Tartarin cependant voulait regagner Alger à toute force. Il avait hâte de revoir le corselet bleu de Baïa, sa maisonnette, ses fontaines, et de se reposer sur les trèfles blancs de son petit cloître, en attendant de l’argent de France. Aussi notre héros n’hésita pas : et navré, mais point abattu, il entreprit de faire la route à pied, sans argent, par petites journées.

En cette occurrence, le chameau ne l’abandonna pas. Cet étrange animal s’était pris pour son maître d’une tendresse inexplicable, et, le voyant sortir d’Orléansville, se mit à marcher religieusement derrière lui, réglant son pas sur le sien et ne le quittant pas d’une semelle.

Au premier moment, Tartarin trouva cela touchant ; cette fidélité, ce dévouement à toute épreuve lui allaient au cœur, d’autant que la bête était commode et se nourrissait avec rien.
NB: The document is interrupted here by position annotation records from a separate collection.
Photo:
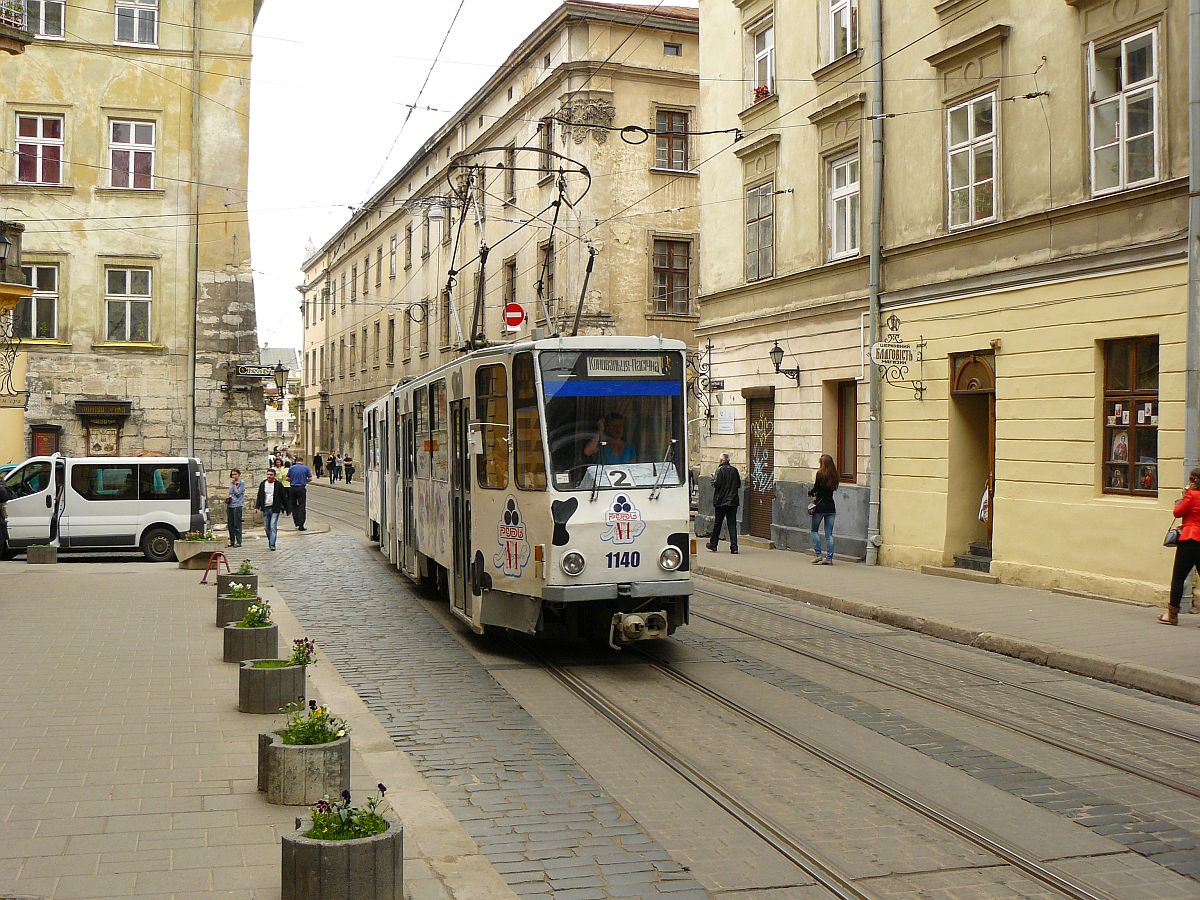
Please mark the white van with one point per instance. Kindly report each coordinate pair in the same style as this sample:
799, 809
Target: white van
106, 503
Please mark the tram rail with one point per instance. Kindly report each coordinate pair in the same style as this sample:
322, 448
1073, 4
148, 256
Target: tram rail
948, 703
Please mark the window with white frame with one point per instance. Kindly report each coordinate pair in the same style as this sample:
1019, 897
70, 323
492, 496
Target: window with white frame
39, 149
1123, 79
762, 43
672, 277
131, 148
843, 28
761, 232
36, 317
671, 141
137, 22
844, 192
127, 304
46, 17
971, 161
Pourtant, au bout de quelques jours, le Tarasconnais s’ennuya d’avoir perpétuellement sur les talons ce compagnon mélancolique, qui lui rappelait toutes ses mésaventures ; puis, l’aigreur s’en mêlant, il lui en voulut de son air triste, de sa bosse, de son allure d’oie bridée. Pour tout dire, il le prit en grippe et ne songea plus qu’à s’en débarrasser ; mais l’animal tenait bon… Tartarin essaya de le perdre, le chameau le retrouva ; il essaya de courir, le chameau courut plus vite… Il lui criait : « Va-t’en ! » en lui jetant des pierres. Le chameau s’arrêtait et le regardait d’un air triste, puis, au bout d’un moment, il se remettait en route et finissait toujours par le rattraper.